Over the past five years, CBZ Bank has been handling government’s consolidated revenue account and transferring the account to the central bank has been initiated this month.

However, since the beginning of this month government has initiated efforts to ensure the central bank assumes its primary role.

“The transfer carries implementation risk, as the RBZ has not performed this function for several years, is not able to provide an overdraft facility, and its information systems are still not fully linked to the Treasury systems,” the IMF said in a statement.

Folllowing dollarisation of the economy in February 2009, the bank has not been able to play its lender of last resort function and has been unable to influence monetary policy owing to the use of foreign currency.
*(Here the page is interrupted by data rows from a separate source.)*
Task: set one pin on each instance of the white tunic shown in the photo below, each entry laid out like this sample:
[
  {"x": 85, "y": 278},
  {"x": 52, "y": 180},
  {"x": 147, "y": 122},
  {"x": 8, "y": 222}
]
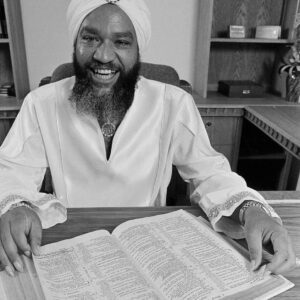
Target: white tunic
[{"x": 161, "y": 128}]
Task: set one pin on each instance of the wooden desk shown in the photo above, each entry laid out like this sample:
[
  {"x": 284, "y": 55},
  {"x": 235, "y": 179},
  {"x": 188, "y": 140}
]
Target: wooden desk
[
  {"x": 88, "y": 219},
  {"x": 282, "y": 124}
]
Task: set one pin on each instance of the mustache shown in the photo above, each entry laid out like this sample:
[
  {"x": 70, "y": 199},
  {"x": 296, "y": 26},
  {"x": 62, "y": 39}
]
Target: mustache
[{"x": 106, "y": 66}]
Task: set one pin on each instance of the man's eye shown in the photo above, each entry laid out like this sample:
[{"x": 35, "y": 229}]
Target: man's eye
[
  {"x": 123, "y": 43},
  {"x": 89, "y": 38}
]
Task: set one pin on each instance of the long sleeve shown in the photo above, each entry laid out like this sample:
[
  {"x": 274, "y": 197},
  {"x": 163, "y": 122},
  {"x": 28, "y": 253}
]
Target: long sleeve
[
  {"x": 23, "y": 163},
  {"x": 213, "y": 185}
]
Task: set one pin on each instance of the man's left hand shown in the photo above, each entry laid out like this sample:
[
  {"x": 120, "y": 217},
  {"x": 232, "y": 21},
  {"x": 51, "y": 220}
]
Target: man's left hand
[{"x": 260, "y": 230}]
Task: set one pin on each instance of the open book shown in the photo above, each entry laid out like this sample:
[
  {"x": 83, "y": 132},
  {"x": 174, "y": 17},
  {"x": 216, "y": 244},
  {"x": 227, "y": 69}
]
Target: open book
[{"x": 169, "y": 256}]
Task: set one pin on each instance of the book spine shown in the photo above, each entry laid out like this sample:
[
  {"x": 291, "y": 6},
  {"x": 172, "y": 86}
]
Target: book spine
[{"x": 3, "y": 25}]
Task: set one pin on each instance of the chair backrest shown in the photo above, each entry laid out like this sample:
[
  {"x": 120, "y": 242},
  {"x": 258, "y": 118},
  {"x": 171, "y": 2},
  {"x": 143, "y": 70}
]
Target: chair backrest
[{"x": 157, "y": 72}]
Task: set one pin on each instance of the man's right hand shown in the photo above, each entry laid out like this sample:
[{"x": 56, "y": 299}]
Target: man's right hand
[{"x": 20, "y": 233}]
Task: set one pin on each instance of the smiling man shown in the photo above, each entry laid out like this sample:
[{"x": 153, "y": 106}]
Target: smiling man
[{"x": 110, "y": 138}]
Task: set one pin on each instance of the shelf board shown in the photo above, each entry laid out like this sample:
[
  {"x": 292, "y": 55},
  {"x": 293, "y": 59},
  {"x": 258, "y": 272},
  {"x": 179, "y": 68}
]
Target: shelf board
[
  {"x": 4, "y": 40},
  {"x": 252, "y": 40},
  {"x": 272, "y": 156}
]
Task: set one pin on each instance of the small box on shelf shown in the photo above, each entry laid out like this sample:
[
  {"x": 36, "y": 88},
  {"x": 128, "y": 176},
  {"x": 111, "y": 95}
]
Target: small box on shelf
[
  {"x": 237, "y": 32},
  {"x": 240, "y": 88},
  {"x": 7, "y": 89},
  {"x": 268, "y": 32}
]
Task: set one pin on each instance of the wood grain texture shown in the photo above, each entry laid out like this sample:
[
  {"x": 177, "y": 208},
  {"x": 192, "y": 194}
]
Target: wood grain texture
[
  {"x": 83, "y": 220},
  {"x": 17, "y": 47},
  {"x": 5, "y": 64},
  {"x": 284, "y": 120},
  {"x": 242, "y": 62},
  {"x": 205, "y": 9},
  {"x": 4, "y": 128},
  {"x": 249, "y": 13}
]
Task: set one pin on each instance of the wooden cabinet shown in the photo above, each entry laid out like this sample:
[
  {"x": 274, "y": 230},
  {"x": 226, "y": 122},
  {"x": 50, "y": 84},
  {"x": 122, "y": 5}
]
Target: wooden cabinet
[
  {"x": 223, "y": 126},
  {"x": 221, "y": 58},
  {"x": 13, "y": 64}
]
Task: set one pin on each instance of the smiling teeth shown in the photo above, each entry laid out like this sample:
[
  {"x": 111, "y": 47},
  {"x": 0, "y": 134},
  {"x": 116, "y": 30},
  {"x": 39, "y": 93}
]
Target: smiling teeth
[{"x": 104, "y": 72}]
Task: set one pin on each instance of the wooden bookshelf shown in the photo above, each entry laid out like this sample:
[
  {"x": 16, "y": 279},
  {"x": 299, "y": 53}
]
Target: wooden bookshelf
[{"x": 13, "y": 61}]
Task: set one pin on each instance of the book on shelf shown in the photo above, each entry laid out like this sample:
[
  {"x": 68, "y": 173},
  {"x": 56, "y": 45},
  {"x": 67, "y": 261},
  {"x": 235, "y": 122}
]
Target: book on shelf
[
  {"x": 169, "y": 256},
  {"x": 7, "y": 89},
  {"x": 3, "y": 24}
]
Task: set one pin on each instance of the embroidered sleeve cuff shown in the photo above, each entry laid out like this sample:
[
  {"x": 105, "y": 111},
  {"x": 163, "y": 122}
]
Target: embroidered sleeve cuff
[
  {"x": 49, "y": 209},
  {"x": 227, "y": 225}
]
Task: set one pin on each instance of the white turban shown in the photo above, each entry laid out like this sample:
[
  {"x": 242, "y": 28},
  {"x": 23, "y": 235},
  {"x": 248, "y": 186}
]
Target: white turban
[{"x": 136, "y": 10}]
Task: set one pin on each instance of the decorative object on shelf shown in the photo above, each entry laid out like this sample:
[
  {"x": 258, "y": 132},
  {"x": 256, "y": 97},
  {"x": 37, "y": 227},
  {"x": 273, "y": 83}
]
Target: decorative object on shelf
[
  {"x": 291, "y": 66},
  {"x": 7, "y": 89},
  {"x": 268, "y": 32},
  {"x": 240, "y": 88},
  {"x": 237, "y": 31}
]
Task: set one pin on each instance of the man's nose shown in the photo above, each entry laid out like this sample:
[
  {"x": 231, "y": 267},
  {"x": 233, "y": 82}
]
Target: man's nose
[{"x": 104, "y": 53}]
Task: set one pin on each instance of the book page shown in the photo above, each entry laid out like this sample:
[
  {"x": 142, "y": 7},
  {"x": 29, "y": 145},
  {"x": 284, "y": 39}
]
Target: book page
[
  {"x": 91, "y": 266},
  {"x": 186, "y": 259}
]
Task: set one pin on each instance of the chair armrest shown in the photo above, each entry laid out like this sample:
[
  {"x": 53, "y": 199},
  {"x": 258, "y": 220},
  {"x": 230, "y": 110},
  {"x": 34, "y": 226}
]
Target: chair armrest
[
  {"x": 186, "y": 86},
  {"x": 45, "y": 80}
]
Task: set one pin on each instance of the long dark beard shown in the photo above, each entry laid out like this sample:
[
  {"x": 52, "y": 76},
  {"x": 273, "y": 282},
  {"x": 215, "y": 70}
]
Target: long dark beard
[{"x": 115, "y": 101}]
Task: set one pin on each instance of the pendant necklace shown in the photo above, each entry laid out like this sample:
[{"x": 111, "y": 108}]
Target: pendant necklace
[{"x": 108, "y": 129}]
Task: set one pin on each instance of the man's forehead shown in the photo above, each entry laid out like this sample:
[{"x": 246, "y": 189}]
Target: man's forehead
[{"x": 109, "y": 15}]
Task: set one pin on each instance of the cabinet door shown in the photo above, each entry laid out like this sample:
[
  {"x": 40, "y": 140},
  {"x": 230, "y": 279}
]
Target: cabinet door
[
  {"x": 224, "y": 135},
  {"x": 5, "y": 125}
]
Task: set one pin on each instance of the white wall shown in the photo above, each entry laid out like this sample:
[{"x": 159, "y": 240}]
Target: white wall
[{"x": 48, "y": 45}]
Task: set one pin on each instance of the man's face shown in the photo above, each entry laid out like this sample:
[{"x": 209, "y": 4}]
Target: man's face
[{"x": 106, "y": 46}]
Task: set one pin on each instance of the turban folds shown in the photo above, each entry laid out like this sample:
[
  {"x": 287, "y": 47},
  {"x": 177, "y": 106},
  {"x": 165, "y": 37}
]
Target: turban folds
[{"x": 136, "y": 10}]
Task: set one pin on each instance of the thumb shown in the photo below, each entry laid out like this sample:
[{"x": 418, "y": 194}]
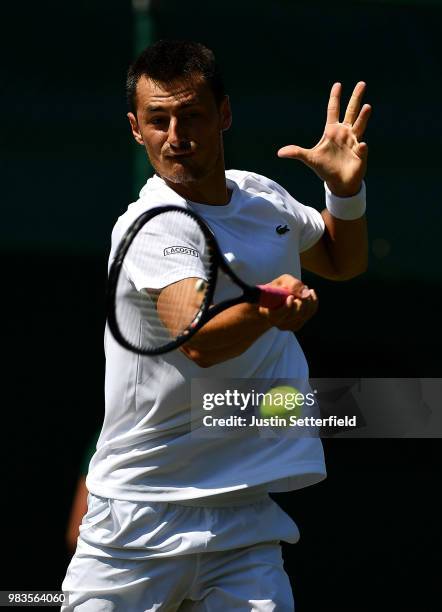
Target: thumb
[{"x": 293, "y": 152}]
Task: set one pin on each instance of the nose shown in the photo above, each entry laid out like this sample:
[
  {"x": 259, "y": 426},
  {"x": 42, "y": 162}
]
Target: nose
[{"x": 176, "y": 137}]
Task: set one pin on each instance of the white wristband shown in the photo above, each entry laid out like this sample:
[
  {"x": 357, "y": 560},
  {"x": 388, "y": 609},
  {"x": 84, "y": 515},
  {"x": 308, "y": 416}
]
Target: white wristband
[{"x": 346, "y": 208}]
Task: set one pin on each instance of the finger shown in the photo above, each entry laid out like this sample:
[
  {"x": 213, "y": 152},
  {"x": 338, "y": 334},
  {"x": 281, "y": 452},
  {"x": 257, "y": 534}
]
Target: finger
[
  {"x": 293, "y": 152},
  {"x": 362, "y": 151},
  {"x": 361, "y": 122},
  {"x": 334, "y": 104},
  {"x": 355, "y": 103}
]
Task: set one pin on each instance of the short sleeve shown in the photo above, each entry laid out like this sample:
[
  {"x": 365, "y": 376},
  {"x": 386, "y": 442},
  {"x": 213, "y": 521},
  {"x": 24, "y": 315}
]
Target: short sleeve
[
  {"x": 164, "y": 252},
  {"x": 308, "y": 221}
]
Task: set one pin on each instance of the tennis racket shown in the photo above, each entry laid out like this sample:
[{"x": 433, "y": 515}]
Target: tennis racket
[{"x": 162, "y": 282}]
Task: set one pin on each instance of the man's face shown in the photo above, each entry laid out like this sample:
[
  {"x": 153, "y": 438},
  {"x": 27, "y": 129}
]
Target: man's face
[{"x": 180, "y": 126}]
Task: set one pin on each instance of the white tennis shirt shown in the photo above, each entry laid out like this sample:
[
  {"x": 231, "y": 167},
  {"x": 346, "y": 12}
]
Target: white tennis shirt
[{"x": 146, "y": 451}]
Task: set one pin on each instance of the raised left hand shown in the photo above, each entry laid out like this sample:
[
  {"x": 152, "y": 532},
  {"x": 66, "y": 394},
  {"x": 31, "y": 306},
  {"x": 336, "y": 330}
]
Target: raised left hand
[{"x": 339, "y": 158}]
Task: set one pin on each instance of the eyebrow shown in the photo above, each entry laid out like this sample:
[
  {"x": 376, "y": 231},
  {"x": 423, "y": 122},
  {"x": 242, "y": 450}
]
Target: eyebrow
[{"x": 152, "y": 108}]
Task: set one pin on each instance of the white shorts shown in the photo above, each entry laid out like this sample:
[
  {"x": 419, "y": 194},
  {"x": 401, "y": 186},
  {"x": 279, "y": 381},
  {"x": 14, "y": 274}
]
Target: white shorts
[{"x": 139, "y": 557}]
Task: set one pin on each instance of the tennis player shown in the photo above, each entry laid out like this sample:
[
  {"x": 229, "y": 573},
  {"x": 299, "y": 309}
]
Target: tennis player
[{"x": 174, "y": 521}]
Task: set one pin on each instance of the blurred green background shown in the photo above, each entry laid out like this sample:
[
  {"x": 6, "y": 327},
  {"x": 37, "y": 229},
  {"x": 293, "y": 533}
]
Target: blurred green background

The IMF noted that with a robust lender of last resort facility, the central bank will be in a position to participate more significantly in the development of the inter-bank market and accommodate solvent institutions that experience temporary
liquidity shortages.

“There should be a sufficiently long transition period during which clear arrangements are maintained with CBZ to back-stop and cover any cash-flow gaps. Furthermore, this change will require  MoFED [Finance ministry] and RBZ close coordination and stronger cash management,” the IMF said.

Since the introduction of the multi-currency regime, which has constrained the use of monetary policy instruments, the RBZ has continued to focus on promoting a strong and stable financial system; and ensuring that the multi-currency system is maintained to restore and enhance confidence and credibility.

However, the IMF noted that the authorities share the IMF mission’s assessment that vulnerabilities still exist in the financial sector.

Nonetheless, they believe that the recently announced initiatives, such as finalisation of the framework for a credit reference bureau, would improve the sector’s performance and stability.

In March 2014, a $100 million interbank facility by Afreximbank was launched to address the liquidity crunch in the system.

“Through this facility, illiquid, but solvent financial institutions will be able to access temporary funding. The authorities hope that this will help restore confidence in the market and encourage interbank activity,” the IMF said.